The checks are in the mail.
Myrtle Beach has sent refunds to those who paid fines when they received tickets for not wearing motorcycle helmets, and a second set of checks went out this week for interest on the fines.
The city paid $13,964 in fine refunds for 141 tickets issued while the helmet law was in effect from February 2009 to this summer, when the state Supreme Court declared the law invalid.
City spokesman Mark Kruea said the city also sent an additional $869 in interest, figured at 7.25 percent and depending on how long ago the city collected the fines.
"The interest checks were between 50 cents and $10.50," he said.
Including mailing the checks, the city spent nearly $16,000 issuing the refunds and interest payments.
Councilman Randal Wallace, who was the only council member to vote against the helmet law, said he is glad the city can move forward now.
"It was just one tool in the whole basket of stuff we were trying to do about the rallies," he said. "I didn't agree with it, but on the big scale, nothing has changed about how the city is going to deal with these events.
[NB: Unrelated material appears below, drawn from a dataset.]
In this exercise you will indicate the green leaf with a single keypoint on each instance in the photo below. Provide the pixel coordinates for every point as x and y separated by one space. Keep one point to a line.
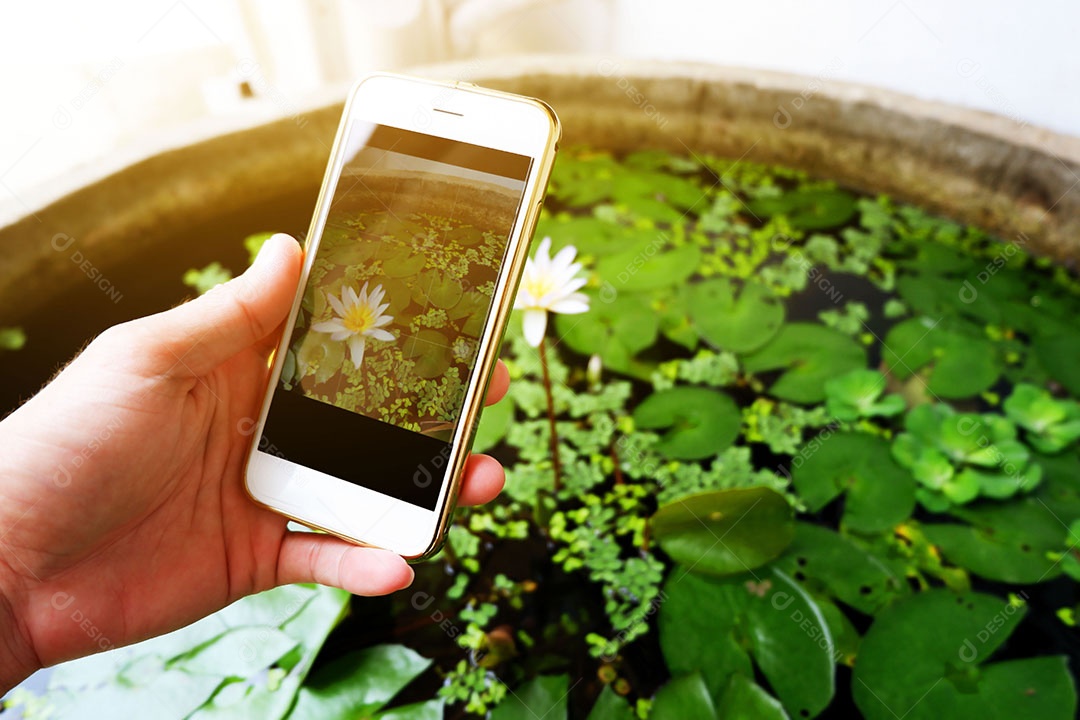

We still intend to keep control of the city in the month of May."
He said he figured the city would have written more tickets than just 141.
"I would encourage people to wear helmets. We didn't have a single fatality in city limits while the law was in place," Wallace said. "But I don't think it's government's place to tell them they have to."
The state's high court ruling came in response to two lawsuits heard in February alleging that the city had superseded state law by implementing a local helmet law and that the helmet law was unconstitutional.
The court ruled that the state had already completely answered the question of who must wear helmets - riders younger than 21 - and that the city's law was not in keeping with the state's Uniform Traffic Act.
Also, the court said, the city had already invalidated the law itself when it repealed the administrative hearing court created to take care of the tickets issued for helmet law violations, which were then considered administrative infractions.
City leaders have said they are not worried about losing the bike helmet law, because the city has other tools to meet its goal of gaining control over the May motorcycle rallies that, at their peak, drew an estimated 500,000 people to the area.
In 2008, the city passed a package of 14 new laws and amendments, including the helmet law, designed to push the Harley-Davidson Spring Cruisin' the Coast rally and Atlantic Beach Bikefest outside Myrtle Beach city limits. The city had faced years of complaints from locals and non-biker visitors about noise, excess garbage, reckless driving and lewd behavior.
Three other city ordinances passed as part of that package were also ruled invalid by the Supreme Court. Those dealt with parties in public parking lots, a juvenile curfew and convenience-store security. The city has since made violating those ordinances a misdemeanor instead of an infraction, which the court said would make them valid.
Kruea said the city is going to issue refunds for any tickets given under those three ordinances before their violations became misdemeanors, too. He did not know how many tickets had been issued or how much the refunds would be, but said he would have numbers later this week.
He said those refunds will be "substantially less" than what the city spent issuing helmet-ticket refunds.